About Me

grad student. computer science. theory. from new jersey. been here 1.25 years.

Friday, April 4, 2008

privacy

this semester i'm TAing computer science 320. nice fun class. students write papers about stuff like privacy, and debate all these important technology related topics like net neutrality and then write a paper at the end.

i must confess, i didnt think privacy was such a big deal. but thats just because i take it for granted.

after you read 30 papers on it, your mind might change too.

but i shouldnt. as an american, i know that bush and the NSA are spying on all network traffic (voice and data). do a web search for mark klein, the geek at ATT who blew the whistle that all their data was re-routed through a secure NSA room, in their building. this kicked off a huge political firestorm, and is a all a big mess. of course, bush is at the heart of it, doing exactly the wrong thing. he should be impeached for this alone.

surely theres not someone listening to my calls or reading my emails, but there's a good chance, that they are being data mined. the technology and algorithms exist. so in a sense, i am being spied on, or at the least may be being spied on. all of course, without a warrant, which is mandated by our constitution.

consider a few facts.............

if you want to talk to your friends and families, you're using one of a few big companies to talk to them. google, verizon, telus, shaw, att. thats a serious vulnerability.

the amount that google knows about me is unreal. (this is a google blog). they have all my email conversations, every one of them. my love letters, all the goofiest things i've ever written about, etc. they also have saved my search history for the past 2 years, if not longer. they know more about me than i know about me. if stalin had access to this kind of information there wouldnt be anyone alive in russia besides stalin himself. this is better than what big brother had in 1984. don't think for a minute that the gov't wouldnt hack them, or that the chinese or whomever else hasn't already. now they want us to put our health records online. yippee!

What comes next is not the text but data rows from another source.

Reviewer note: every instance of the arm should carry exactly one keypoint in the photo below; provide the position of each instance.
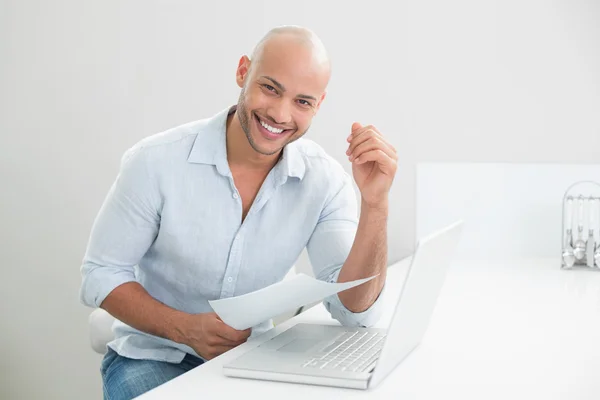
(374, 163)
(368, 257)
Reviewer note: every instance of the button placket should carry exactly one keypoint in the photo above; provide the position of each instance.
(233, 267)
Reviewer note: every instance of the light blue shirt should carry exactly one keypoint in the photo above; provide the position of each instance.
(172, 221)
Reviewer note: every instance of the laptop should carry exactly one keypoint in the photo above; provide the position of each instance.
(358, 358)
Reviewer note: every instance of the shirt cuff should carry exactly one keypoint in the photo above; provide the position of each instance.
(338, 311)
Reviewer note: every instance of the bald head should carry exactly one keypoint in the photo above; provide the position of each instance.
(289, 36)
(283, 86)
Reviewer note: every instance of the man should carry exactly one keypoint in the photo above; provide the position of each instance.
(224, 206)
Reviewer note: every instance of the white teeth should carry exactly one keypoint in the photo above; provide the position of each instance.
(270, 128)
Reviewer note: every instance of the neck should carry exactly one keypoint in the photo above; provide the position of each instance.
(241, 153)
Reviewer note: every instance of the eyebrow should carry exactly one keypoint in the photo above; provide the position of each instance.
(282, 88)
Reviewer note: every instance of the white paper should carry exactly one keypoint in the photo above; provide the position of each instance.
(245, 311)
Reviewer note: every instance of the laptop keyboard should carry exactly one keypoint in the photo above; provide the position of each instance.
(352, 351)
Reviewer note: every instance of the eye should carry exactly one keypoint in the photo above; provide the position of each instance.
(305, 103)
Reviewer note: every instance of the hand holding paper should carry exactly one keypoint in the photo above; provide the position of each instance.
(245, 311)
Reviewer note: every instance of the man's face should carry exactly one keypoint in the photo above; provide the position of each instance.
(281, 93)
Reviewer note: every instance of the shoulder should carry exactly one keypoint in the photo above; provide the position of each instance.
(319, 164)
(170, 144)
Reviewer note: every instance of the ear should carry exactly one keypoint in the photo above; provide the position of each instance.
(320, 101)
(242, 71)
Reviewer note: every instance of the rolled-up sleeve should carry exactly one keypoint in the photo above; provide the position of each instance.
(330, 245)
(124, 229)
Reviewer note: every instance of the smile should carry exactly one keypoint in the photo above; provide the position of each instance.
(268, 131)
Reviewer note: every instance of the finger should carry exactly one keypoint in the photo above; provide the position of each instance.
(356, 140)
(227, 332)
(372, 144)
(357, 132)
(362, 130)
(386, 164)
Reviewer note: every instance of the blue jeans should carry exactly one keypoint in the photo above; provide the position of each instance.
(125, 378)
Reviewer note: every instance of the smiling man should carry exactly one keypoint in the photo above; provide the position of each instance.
(224, 206)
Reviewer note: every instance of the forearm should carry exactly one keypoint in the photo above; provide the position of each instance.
(368, 257)
(131, 304)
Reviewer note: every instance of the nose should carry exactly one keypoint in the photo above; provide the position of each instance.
(280, 113)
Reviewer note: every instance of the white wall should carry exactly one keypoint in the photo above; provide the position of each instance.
(509, 81)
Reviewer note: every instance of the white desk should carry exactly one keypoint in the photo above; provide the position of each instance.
(519, 329)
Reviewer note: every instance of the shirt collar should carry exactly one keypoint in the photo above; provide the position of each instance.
(210, 147)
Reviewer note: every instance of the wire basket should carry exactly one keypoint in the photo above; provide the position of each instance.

but it doesnt make sense for these companies to sell us down the river, it would ruin their reputation, could put them out of business, they won't do it. (really they already are, they're all doing it) sure, companies are so rational and responsible. consider enron and all the companies that fell around them due to deep conspiratorial accounting fraud. consider the current meltdown over these stupid mortgages. just consider wall street for a second, and their game of heads i win, tails you lose. the money runners over there, have lots to gain by taking big risks, millions and millions of dollars, and nothing to lose save their job. but they already have millions of dollars and can go across the street and get another job. the incentive over there is to do risky and nutty things, WITH OTHER PEOPLES MONEY. and then if they mess up, the gov't bails them out. why do we assume all this rationality and reasonableness? the free-marketers tell us the market will disincentivize this behavior, but it happens all the time, and in the case of wall street, the market is incentivizing it. we need laws to stop it.

here's another one, the chinese won't sell our debt, it doesnt make sense. but the chinese gov't isnt transparent. iran won't use a nuke (if they get/have one). but the iranian gov't isnt transparent, literally iranians aren't even sure who's actually running it. these gov'ts do nutty things all the time. why assume so much rationality?

similarly, these companies which we trust so much are non-transparent and do nutty and stupid things all the time. why all the trust?